# New to Scrollsaws



## sarc (8 Mar 2007)

Has anyone any knowledge or experience of the Fox 18" Variable Speed Scrollsaw ? 
The distributers _blurb_ is shown below and it sounds OK to me but being a complete novice with scrollsaws I do not know how much faith to put in it
javascript:emoticon(':?')



> Weighing 22.5kg this heavy duty machine is packed with features, making it ideal for the professional cabinet maker and the discerning home user. The high torque 120W motor has electronic speed control that is variable between 550 and 1600 strokes per minute offers minimal vibration levels to the user. The combination of the 45 degree tilting cast iron table and a throat depth of 18" offer excellent performance when cutting a wide range of materials up to 50mm in thickness. This scrollsaw features a directional air blower which removes dust and waste from the cutting line to give improved vision. Also the dust extractor port gives the user the option to attach a dust extractor to improve waste removal. The addition of the high-tech LED flexi-light also helps to improve visibility of the workpiece. The flexi-drive shaft runs at a speed of between 1500 and 5100rpm and fits directly into a drive socket in the electrical control unit, as well as featuring a handy storage tray for rapid access to tooling items. Included is an extensive range of accessories for drilling, sanding and polishing.



Bob








 [/img]


----------



## Gill (8 Mar 2007)

Welcome to the forum, Bob  .

It's not a saw I'm familiar with. The specifications look good but scroll saws can be funny beasts - specifications aren't necessarily a good guide to performance. You're quite right to ask if anyone has experience of a saw before you buy one because personal recommendation by a user is undoubtedly the best guide to quality.

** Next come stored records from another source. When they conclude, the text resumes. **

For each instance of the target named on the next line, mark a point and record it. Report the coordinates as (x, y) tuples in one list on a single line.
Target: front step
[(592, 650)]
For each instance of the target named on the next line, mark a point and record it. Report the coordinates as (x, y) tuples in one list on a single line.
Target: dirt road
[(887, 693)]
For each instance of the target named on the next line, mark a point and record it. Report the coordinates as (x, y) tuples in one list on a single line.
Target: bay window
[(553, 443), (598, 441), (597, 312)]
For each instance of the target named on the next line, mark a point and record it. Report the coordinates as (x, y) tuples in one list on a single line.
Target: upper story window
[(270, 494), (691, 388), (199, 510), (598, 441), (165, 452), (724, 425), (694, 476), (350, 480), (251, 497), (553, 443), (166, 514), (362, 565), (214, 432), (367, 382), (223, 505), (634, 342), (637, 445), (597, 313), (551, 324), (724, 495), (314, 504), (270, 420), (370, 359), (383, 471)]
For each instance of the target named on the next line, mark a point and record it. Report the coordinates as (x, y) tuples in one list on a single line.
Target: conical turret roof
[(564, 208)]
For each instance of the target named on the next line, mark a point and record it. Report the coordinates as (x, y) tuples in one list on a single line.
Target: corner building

It's not clear from pictures of the saw as to how you change blades. Even the interactive picture on the Hobbies website isn't clear. I suspect it uses some sort of lever locking system, so blade changes should be quick. Weight-wise, it's on a par with comparable Hegners so it should be heavy enough to absorb vibration. I'm a bit concerned that the machine has a flexi-drive attachment because I've heard of these sometimes causing problems. They also seem a like a bit of a gimmick and tend to be associated with under-powered saws. However, the motor is rated at 120w (which should be powerful enough) and Diamond also have flexi-drives on their saws, so it's by no means conclusive of a weakness.

If someone else here has experience of a Fox, I'm sure they'll be only too happy to offer advice. However, I don't know of anyone.

Gill


----------



## Canadian Scroller (12 Mar 2007)

I agree with Gill, it is hard to make a decision based on a write up and a single picture.

Most of the features discribed are great features and it sounds like someone put a lot of thought into the design.
My concerns would be blade changing. There is no mention of pinned and pin less blades, no mention of tool less blade changes.

One of the things I would check is how easy or difficult it is to put the blade into the lower clamp. Some saws can be quite a pain in the lower area if you know what I mean.


----------



## sarc (13 Mar 2007)

Thank you for the advice to date.

The blades are plain or pin but no mention of tools needed to change them.


----------